L'histoire :
Aude en a assez des copines qui font semblant de l’écouter et préfèrent la mélodie de leur portable. Elle en a tout aussi marre de ses histoires d’amours foireuses, de la pluie ou de la machine à café qui entortille ses petits nerfs à tous les coups. Cette jeune graphiste parisienne est simplement à bout. Aussi, quand un client lui réclame une énième taille de couettes pour la petite héroïne de son projet ou lorsqu’il vocifère pour modifier la couleur d’un logo pour la centième fois, elle comprend qu’elle a perdu la petite étincelle qui donnait un sens à son quotidien. Alors, doucement mais surement, elle murit un beau projet : s’isoler sur une île bretonne, une petite semaine avant de prendre le large pour de bon sur un beau bateau. La jeune femme n’a aucune notion de la navigation. Elle voguera donc avec un skipper expérimenté et quelques autres marins amateurs. Avant de partir, elle se prépare en compulsant manuels techniques et autres instruments de torture. Elle ne se lasse pas des récits marins de quelques amis et regrette secrètement que son papa ne lui ait pas transmis cette science de la navigation qu’il maitrisait parfaitement… Boulot bouclé, direction l’île bretonne pour une semaine de tête à tête avec soi-même, au rythme du bruit de l’océan. Bientôt le grand voyage. Mais avant, solitude, écriture, ciel, vagues, manger, dormir et discussions effrénées avec les poules du voisinage…
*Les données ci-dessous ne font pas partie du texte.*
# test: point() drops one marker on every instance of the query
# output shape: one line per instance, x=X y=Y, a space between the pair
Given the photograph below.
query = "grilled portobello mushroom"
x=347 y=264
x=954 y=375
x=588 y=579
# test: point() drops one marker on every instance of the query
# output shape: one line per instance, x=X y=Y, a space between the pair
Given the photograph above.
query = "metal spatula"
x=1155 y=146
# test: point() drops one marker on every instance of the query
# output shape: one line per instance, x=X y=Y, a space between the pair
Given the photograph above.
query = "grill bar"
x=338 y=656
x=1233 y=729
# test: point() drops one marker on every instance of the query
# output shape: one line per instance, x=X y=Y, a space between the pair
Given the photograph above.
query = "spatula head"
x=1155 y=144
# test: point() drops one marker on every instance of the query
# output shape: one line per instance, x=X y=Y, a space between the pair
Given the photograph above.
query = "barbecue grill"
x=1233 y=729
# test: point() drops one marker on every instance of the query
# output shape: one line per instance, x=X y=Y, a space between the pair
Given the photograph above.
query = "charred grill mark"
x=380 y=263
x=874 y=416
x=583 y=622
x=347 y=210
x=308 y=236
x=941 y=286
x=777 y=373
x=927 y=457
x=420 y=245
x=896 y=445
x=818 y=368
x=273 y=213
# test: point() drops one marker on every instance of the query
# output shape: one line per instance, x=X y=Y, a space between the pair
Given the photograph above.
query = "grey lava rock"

Ce qu'on en pense sur la planète BD :
C’est un bol d’air que nous propose Aude Picault, mais pas de ceux dans lequel chaque planche respire le dépaysement avec moult décors adaptés. Non, en l’accompagnant tout au long de cette Transat, on comprend qu’il n’est jamais trop tard pour prendre le temps de s’oxygéner en regardant l’horloge tourner différemment. Alors, si l’on manque de courage pour définitivement changer ses habitudes ou, comme Aude, si on ne s’offre pas un break de quelques mois, ce petit livre remplit la mission, au moins pour quelques heures. Comme il est de coutume dans la collection Shampooing, l’auteure nous livre une histoire très personnelle qui, au-delà de ce périple en mer, est une double quête (débutée dans Moi Je et Papa) : en s’interrogeant sur le sens qu’elle souhaite donner à son quotidien, elle tente aussi de retrouver un peu de ce père disparu qui aimait tant naviguer, mais qui ne l’a jamais faite monter sur un bateau. Le récit oscille alors entre remarques touchantes, instants drôles, pénibles futilités et situations si familières, qu’on penserait que la jeune femme sait tout de nous. Ainsi, on se délecte à observer le cheminement de ce petit bout de femme qui cherche à ne pas subir sa vie et l’on en regrette simplement quelques enchainements un peu brouillons. L’incroyable simplicité et fraicheur du trait nous fait le coup du « tiens moi aussi je peux le faire » alors qu’il y a un énorme talent à réussir en 2 ou 3 coups un impeccable dessin. Les expressions sont justes, les filles sublimes, rien ne semble impossible à coucher sur le papier. En outre, l’auteure nous offre quelques double pages (aïe aïe aïe, le choix catastrophique du format pour ces dernières), d’une mer calme ou déchainée, de jour ou de nuit, qui prouvent son indéniable virtuosité, aussi touchante que le propos.